Use workbooks…along with a little bribery.

I’m not a big fan of workbooks in general. Our regular school year curricula doesn’t use much in the was of traditional workbooks. But, occasionally, I’ve wondered how my children would do on those standard, traditional workbook activities. And if you live in an area that requires homeschooled students to take standardized tests, you may want to know if your kids are prepared for those standard, workbook-style questions.

If you don’t want to use workbooks all the time, but you do want your kids to have some exposure to that kind of material, use a summer workbook over your break. I did this over a few different summers. I used the Summer Bridge books and the Vacation Stations from Bob Jones Press. Both are very similar. They give short review activities that cover reading and math, as well as some basic science, history, and geography. There is usually a page a day. And they encourage kids to read every day as well, some including charts to keep a record of this.

I’ll admit that workbooks weren’t my kids’ favorite summer activity of choice. So, in our house, I set incentives for the completion of a certain number of days. Screen time is a good incentive. But we also earned trips to the park or out for ice cream or for a day to play in water. The workbooks aren’t difficult or time consuming- unless your child has a special need, in which case I’d probably skip these altogether- so it’s a pretty easily-earned reward.

Plan summer learning activities you can do on vacation.

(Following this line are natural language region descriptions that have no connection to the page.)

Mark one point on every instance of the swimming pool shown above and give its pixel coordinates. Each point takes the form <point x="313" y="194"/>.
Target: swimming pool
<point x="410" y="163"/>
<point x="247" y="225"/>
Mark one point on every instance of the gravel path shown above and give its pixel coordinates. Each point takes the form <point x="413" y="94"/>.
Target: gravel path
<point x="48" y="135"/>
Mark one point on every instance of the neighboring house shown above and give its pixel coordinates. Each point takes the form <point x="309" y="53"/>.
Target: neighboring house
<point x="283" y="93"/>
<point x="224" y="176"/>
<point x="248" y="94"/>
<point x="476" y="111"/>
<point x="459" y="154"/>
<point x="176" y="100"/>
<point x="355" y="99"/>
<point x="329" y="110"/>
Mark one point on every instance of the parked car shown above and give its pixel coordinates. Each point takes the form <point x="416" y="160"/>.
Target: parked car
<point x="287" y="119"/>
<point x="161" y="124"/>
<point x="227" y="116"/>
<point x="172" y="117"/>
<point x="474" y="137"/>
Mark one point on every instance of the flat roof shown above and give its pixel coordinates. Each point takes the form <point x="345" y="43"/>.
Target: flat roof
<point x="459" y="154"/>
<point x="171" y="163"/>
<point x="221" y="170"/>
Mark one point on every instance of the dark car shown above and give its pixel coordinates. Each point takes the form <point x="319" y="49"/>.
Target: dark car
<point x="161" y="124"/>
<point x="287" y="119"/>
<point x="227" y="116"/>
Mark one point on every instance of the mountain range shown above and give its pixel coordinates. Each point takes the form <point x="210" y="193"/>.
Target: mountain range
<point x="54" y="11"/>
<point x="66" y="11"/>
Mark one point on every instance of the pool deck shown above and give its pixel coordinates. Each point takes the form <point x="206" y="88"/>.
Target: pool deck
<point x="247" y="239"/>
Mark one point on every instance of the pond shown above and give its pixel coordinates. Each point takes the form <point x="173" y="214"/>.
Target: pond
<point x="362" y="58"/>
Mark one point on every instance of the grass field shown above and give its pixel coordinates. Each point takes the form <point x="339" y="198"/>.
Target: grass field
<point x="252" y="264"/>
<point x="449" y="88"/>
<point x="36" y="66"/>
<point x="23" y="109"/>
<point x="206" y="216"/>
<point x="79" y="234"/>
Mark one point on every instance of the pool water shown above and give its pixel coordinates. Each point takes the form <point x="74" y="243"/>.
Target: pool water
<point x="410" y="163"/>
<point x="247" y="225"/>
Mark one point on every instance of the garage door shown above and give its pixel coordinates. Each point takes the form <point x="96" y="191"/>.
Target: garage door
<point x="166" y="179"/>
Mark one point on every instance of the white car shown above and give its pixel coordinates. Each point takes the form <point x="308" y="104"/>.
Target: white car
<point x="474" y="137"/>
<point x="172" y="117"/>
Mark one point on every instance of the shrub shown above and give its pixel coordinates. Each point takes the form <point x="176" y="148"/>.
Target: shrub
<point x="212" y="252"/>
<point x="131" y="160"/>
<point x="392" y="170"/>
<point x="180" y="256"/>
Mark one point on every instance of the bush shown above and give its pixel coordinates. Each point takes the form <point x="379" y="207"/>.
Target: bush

One of the greatest things about homeschoolers is that we realize that we’re learning everywhere. Learning doesn’t happen inside a classroom or sitting at a desk or during predetermined school times. Learning happens wherever you are, whatever your age, whenever you discover something new. When we expose our kids to different environments, different materials, different animals, and the kids look around them and say, “Look at that!”, “Can you believe that happens mom?”, “What makes that work?”, then learning is taking place.

Although I’ve never made our family vacations all about “doing school,” I have tried to make sure that on a vacation we have the opportunity to learn new things. We’ve explored museums. We’ve stopped at out-of-the-way places that were new to us. We’ve taken time to look things up online and talk about what we were all seeing and discovering.

Learning is a mindset, not a once-in-a-while activity. And vacations are a great time to teach kids this by learning and observing and exploring for ourselves as well as by encouraging them to do so.

Fun summer learning activities

Summer can be a time filled with fun and adventure. It can also be a time when kids can keep learning. Try some of these to make your summer one full of fun and learning.